Regional / Montag, 29.Juni.2015

Duisburg: Marxloh entwickelt sich zum rechtsfreien Raum

Die Duisburger Stadtverwaltung hat in einem vom Stadtrat mit Mehrheit beschlossenen Handlungskonzept für den Stadtteil Marxloh festgestellt, dass dort der soziale Frieden massiv gefährdet sei. Fakt ist auf jeden Fall, dass sich hier rechtsfreie Räume gebildet haben.

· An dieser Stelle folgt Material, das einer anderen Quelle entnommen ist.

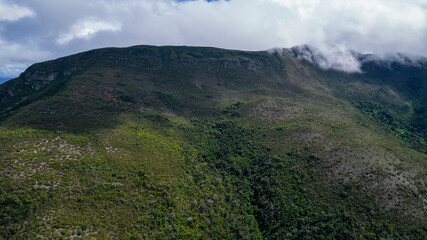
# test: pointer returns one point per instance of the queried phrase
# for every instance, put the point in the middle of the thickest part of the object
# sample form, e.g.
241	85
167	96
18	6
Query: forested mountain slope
203	143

Dies konstatiert nun sogar der örtliche CDU-Bundestagsabgeordnete Volker Mosblech. Dieser meint nun ganz mutig, dass es in Marxloh rechtsfreie Räume gäbe und dass er durch einige Viertel abends bestimmt nicht mehr alleine laufen würde. Auch die Polizei hatte in der letzten Woche wieder einen Großeinsatz im Stadtteil. Zwei südländische Männer stritten sich. Sofort kamen Unterstützer zur Stelle und es entwickelte sich eine Massenkeilerei.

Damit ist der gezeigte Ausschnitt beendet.